Unfortunately the cops, who are wise to our ways after the years, were also waiting at the starting point and started issuing tickets before the event even began. I don't blame the police entirely. They'll give you some leeway when there's some plausible deniability; for example, our team consumes all of our beverages from soda and water bottles. However, when you are openly shotgunning Bud Lites next to the cops, they're going to ticket you, and if you give them guff for it, they're going to cuff you.

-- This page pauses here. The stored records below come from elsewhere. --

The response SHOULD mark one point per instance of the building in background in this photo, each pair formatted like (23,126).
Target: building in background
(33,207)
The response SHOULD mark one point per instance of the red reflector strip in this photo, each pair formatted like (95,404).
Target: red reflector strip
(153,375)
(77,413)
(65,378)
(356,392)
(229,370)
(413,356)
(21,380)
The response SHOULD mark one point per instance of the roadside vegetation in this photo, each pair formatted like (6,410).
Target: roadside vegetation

Rather than running between pubs like in the past, we ended up just fleeing from the police. We ran down random alleys and barely had a proper chance to catch our breaths. At one point we were trapped between a deep puddle and an oncoming police car and the other teams were shouting at us to quickly "calk the wagon and float it across." It was exhilarating in that sense, though I personally wasn't too worried about being arrested. Cuz let's get real here: more than racial profiling, cops douche profile. When they randomly start citing people, of course they're going to go choose the guy with an lewd statement scrawled on his wifebeater or the girl with her boobs spilling out of her outfit. If anyone were to ask, we were just a bunch of historical re-enactors who got mixed up with the wrong crowd.

Since other people had already quit, gotten lost, or in a few cases been apprehended, we no longer had the benefit of "safety in numbers." Once people started getting ticketed for stolen shopping carts, we dropped out of the race and made a beach day out of it. We stayed in costume and danced jigs to the bluegrass cover songs we brought and made a spectacle of ourselves all over again. In a way it was actually better once we were separated from the other teams, because we looked even nuttier to people out of context.



I love all of my fellow Oregon Trailers, and I'm glad to see that none of us fell prey to dysentery, snake bites, or even the police for that matter. Though we made it to the Pacific Ocean, we didn't quite make it to Oregon. Maybe we'll try again next year, but I'm going to need a year to think about it.